A hearty, classic beef stew made with tender chuck roast, root vegetables, and a rich, savory broth — perfect for cozy dinners or make-ahead meals.
2 lbs beef chuck, cut into 1½-inch cubes
2 tbsp vegetable oil
Salt and black pepper
1 large yellow onion, chopped
3 cloves garlic, minced
2 tbsp tomato paste
4 cups beef broth (low sodium)
2 bay leaves
4 sprigs fresh thyme
3 carrots, peeled and sliced
3 Yukon gold potatoes, cubed
Optional: 1 tbsp Worcestershire sauce
Optional: 1 tbsp flour or cornstarch (to thicken)

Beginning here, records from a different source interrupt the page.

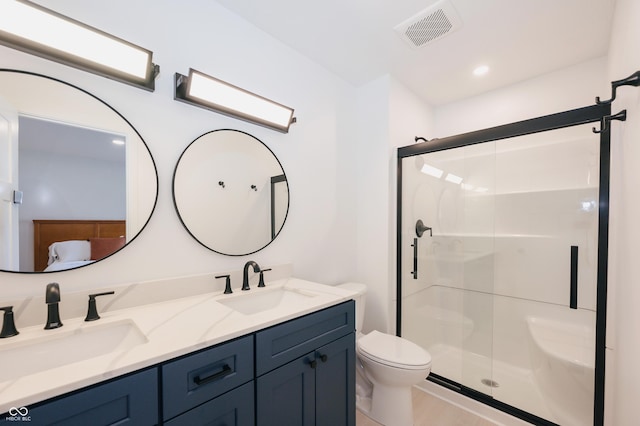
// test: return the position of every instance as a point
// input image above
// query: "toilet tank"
(360, 299)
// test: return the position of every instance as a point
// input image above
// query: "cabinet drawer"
(195, 379)
(282, 343)
(234, 408)
(130, 400)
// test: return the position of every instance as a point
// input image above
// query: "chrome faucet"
(52, 298)
(245, 273)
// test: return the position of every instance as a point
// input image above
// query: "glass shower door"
(448, 278)
(500, 253)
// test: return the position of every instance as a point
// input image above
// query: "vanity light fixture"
(42, 32)
(216, 95)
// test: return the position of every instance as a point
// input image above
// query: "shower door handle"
(415, 259)
(573, 292)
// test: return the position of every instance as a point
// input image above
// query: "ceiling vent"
(429, 25)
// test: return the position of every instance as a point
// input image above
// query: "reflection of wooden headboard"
(46, 232)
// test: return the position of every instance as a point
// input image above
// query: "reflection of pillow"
(102, 247)
(71, 251)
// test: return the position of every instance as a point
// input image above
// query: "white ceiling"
(517, 39)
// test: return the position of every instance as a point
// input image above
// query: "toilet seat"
(393, 351)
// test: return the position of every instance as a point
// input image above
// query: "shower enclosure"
(502, 263)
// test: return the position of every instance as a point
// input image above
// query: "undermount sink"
(263, 299)
(52, 349)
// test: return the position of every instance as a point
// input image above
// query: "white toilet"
(387, 367)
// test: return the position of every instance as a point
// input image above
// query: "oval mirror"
(77, 182)
(230, 192)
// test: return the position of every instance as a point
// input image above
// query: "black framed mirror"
(230, 192)
(77, 181)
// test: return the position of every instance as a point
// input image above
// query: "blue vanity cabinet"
(130, 400)
(200, 388)
(306, 370)
(234, 408)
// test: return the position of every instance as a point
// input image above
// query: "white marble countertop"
(168, 329)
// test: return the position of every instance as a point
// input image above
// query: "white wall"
(389, 116)
(623, 345)
(319, 236)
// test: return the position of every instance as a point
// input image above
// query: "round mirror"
(230, 192)
(77, 182)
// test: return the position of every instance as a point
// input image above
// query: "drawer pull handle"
(226, 370)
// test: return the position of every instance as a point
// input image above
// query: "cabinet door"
(130, 400)
(234, 408)
(335, 383)
(286, 395)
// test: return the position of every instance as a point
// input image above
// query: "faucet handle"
(261, 281)
(8, 326)
(92, 311)
(227, 286)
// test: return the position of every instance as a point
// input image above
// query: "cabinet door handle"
(226, 370)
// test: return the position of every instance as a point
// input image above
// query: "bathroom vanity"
(284, 354)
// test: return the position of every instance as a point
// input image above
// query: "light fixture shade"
(34, 29)
(211, 93)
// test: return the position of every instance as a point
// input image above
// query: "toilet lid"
(393, 351)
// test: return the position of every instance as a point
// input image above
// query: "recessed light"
(481, 70)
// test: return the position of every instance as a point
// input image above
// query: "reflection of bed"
(47, 232)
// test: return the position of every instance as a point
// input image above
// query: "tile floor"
(431, 411)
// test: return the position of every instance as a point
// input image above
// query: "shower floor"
(515, 386)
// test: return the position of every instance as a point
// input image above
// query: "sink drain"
(490, 383)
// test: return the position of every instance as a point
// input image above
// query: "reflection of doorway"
(68, 172)
(9, 232)
(279, 203)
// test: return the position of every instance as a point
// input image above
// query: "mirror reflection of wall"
(77, 184)
(224, 194)
(52, 155)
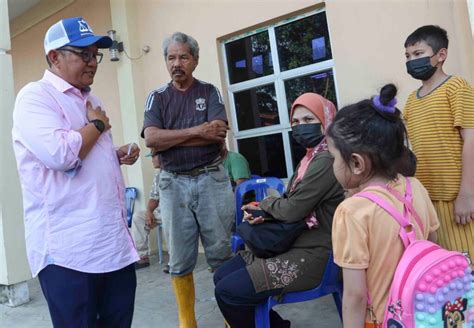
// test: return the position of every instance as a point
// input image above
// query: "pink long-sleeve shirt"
(74, 210)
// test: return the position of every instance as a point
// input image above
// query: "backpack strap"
(407, 232)
(407, 201)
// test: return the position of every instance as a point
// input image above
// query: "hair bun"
(388, 93)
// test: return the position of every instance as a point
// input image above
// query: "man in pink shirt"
(76, 233)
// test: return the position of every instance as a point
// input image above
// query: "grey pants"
(193, 207)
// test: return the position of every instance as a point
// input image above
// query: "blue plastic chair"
(131, 194)
(260, 186)
(330, 284)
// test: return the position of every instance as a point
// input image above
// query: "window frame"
(278, 79)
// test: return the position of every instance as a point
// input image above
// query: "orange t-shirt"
(366, 237)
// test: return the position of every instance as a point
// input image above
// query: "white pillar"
(14, 270)
(124, 21)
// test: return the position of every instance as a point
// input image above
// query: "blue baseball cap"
(74, 31)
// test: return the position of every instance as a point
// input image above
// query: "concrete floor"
(155, 305)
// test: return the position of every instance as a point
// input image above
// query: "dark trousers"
(78, 299)
(237, 298)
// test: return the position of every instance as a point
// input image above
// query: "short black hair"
(363, 128)
(435, 36)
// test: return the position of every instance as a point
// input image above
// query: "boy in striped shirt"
(440, 122)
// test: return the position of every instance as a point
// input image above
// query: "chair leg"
(262, 315)
(159, 243)
(338, 300)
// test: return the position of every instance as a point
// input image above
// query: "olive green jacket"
(303, 265)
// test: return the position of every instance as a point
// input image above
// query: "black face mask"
(308, 135)
(421, 68)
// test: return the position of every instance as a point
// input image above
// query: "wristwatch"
(99, 125)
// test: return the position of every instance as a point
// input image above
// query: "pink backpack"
(432, 287)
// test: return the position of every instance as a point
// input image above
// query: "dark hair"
(435, 36)
(363, 128)
(406, 164)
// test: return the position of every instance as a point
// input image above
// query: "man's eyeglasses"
(86, 55)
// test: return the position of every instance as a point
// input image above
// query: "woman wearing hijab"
(313, 195)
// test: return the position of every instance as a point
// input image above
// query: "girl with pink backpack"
(393, 276)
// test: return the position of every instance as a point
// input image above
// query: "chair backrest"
(130, 196)
(260, 186)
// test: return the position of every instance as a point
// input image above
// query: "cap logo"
(84, 27)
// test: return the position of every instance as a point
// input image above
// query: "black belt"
(200, 170)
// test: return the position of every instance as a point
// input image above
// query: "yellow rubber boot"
(185, 297)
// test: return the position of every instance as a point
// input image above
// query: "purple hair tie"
(389, 108)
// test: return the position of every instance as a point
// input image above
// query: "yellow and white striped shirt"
(434, 122)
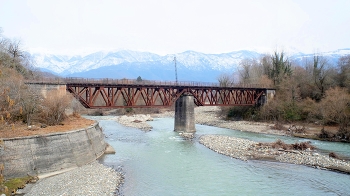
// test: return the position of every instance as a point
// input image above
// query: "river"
(161, 163)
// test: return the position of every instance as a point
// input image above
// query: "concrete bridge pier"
(184, 115)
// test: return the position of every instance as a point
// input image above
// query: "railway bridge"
(125, 93)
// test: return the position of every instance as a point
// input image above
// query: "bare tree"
(344, 71)
(322, 75)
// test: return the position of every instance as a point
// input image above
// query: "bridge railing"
(78, 80)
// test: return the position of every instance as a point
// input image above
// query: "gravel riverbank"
(245, 149)
(91, 179)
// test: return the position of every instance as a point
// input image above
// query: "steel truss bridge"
(124, 93)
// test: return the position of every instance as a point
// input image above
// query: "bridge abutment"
(184, 114)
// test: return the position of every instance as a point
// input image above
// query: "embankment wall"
(35, 155)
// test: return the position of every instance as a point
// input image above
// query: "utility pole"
(175, 69)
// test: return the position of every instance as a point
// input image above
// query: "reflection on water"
(162, 163)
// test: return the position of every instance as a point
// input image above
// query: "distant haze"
(191, 65)
(169, 27)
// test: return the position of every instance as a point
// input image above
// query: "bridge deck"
(125, 93)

Fresh parsley, chopped (for garnish)
Heat oil in a Dutch oven over medium-high heat. Season beef and sear in batches until browned. Set aside.
Sauté onion in the same pot for 5–7 minutes. Add garlic and cook 1 minute more.
Stir in tomato paste and cook until darkened. Deglaze with broth or wine.
Return beef to pot. Add broth, bay leaves, thyme, and Worcestershire. Simmer, covered, 1½ to 2 hours.
Add carrots and potatoes. Simmer uncovered 30–40 minutes until vegetables are tender.
If desired, stir in thickener and simmer 10 more minutes.
Remove herbs. Adjust seasoning and garnish with parsley. Serve warm.